Indagini allargate: Hegseth sotto esame
Nel frattempo, lo scandalo continua a propagarsi. Il Wall Street Journal riporta che l’ispettore generale del Pentagono, Stebbins, ha esteso l’indagine sull’uso improprio di Signal da parte di Pete Hegseth a una seconda chat. In essa, il segretario alla Difesa avrebbe condiviso gli stessi piani d’attacco in Yemen con una dozzina di contatti, tra cui sua moglie e suo fratello. Le verifiche ora si concentrano su potenziali violazioni della sicurezza nazionale e sulla catena di comando.

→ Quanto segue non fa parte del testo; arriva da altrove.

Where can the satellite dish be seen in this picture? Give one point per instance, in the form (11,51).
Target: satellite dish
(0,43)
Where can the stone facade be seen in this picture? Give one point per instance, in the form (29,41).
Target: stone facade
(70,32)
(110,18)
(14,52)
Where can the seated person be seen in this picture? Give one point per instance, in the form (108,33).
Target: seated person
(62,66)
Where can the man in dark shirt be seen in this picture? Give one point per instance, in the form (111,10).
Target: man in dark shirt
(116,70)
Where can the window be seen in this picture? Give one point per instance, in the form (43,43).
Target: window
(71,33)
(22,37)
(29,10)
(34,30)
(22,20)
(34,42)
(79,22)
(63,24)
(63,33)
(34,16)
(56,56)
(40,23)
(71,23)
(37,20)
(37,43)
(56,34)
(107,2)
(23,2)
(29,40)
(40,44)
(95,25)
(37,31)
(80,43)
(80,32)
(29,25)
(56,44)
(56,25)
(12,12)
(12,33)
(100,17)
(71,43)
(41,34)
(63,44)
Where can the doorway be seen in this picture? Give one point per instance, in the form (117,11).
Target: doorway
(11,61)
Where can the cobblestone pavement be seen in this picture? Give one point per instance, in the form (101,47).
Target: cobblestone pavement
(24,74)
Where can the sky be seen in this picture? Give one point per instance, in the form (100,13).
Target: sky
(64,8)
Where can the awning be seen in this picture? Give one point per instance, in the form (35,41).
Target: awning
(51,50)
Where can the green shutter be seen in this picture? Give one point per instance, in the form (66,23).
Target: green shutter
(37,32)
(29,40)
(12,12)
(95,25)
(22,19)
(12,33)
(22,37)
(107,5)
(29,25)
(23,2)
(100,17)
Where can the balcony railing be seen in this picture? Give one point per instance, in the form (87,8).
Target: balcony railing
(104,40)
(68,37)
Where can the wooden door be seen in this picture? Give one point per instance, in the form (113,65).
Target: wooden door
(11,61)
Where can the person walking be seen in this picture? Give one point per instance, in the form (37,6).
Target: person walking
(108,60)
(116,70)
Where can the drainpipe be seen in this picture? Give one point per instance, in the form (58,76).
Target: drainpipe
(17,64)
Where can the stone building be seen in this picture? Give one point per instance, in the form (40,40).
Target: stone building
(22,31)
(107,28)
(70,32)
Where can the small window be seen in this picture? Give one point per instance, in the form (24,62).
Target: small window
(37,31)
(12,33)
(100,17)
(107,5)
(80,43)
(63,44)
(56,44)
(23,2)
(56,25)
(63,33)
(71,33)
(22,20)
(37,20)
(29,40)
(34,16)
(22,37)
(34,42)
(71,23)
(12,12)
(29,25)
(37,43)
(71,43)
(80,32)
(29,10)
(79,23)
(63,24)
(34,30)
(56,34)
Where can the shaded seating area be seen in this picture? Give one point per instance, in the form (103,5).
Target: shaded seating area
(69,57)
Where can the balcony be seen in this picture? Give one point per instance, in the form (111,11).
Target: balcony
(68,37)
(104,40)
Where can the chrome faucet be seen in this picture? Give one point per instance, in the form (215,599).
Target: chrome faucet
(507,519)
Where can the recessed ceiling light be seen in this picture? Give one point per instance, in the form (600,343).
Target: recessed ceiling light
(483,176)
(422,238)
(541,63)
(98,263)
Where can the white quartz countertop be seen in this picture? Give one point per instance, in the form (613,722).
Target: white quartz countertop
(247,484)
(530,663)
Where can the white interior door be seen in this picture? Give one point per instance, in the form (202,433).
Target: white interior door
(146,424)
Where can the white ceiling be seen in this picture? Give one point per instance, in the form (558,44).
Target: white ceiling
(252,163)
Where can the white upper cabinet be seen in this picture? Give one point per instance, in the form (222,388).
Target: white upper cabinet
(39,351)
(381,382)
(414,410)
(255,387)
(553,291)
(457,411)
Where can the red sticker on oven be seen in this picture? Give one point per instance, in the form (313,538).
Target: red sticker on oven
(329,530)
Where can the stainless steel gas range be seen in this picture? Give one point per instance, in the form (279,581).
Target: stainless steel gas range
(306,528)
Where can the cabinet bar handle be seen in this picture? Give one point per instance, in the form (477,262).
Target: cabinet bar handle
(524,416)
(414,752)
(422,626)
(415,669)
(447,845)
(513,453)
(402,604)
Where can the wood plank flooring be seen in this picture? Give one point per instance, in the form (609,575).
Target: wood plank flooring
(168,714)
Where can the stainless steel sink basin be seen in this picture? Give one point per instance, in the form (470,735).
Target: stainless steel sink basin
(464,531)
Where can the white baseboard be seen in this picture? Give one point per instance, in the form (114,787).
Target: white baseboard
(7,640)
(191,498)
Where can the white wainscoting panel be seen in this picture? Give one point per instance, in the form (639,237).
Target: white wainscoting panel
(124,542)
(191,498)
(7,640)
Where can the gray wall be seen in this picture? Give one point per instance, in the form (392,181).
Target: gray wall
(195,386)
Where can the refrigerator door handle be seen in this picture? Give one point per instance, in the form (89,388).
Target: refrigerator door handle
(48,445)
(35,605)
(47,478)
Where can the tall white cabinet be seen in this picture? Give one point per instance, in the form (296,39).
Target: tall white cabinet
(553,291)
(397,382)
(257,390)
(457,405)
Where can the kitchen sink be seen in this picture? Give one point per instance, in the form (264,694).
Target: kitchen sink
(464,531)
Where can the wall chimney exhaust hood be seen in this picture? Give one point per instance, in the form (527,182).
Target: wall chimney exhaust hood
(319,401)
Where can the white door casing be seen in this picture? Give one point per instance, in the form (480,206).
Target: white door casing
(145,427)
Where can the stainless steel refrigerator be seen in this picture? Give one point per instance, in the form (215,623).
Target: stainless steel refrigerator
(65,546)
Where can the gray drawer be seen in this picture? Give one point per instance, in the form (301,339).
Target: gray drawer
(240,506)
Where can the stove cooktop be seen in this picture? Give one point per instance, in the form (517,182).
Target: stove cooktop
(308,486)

Nonostante l’ombra delle indagini, Hegseth – ex volto televisivo e figura di riferimento nella destra trumpiana – resta per ora al suo posto, forte della fiducia di Trump e dell’assenza di accuse formali.
Trump e i consiglieri “usa e getta”
Con l’uscita di scena di Waltz, si conferma la tradizione turbolenta dei consiglieri per la Sicurezza nazionale nelle amministrazioni Trump. Durante il primo mandato, Michael Flynn fu costretto alle dimissioni dopo appena 25 giorni, seguito dal generale H.R. McMaster (13 mesi), da John Bolton (licenziato dopo un anno) e da Robert O’Brien. Un turnover che segnala quanto sia delicata – e instabile – la posizione di chi siede in quella poltrona chiave.
Waltz, da parte sua, incassa il colpo con diplomazia: “Sono profondamente onorato di continuare il mio servizio al Presidente Trump e alla nostra grande nazione”, ha scritto su X, lasciando intendere che la fedeltà al capo resta, nonostante l’epilogo amaro.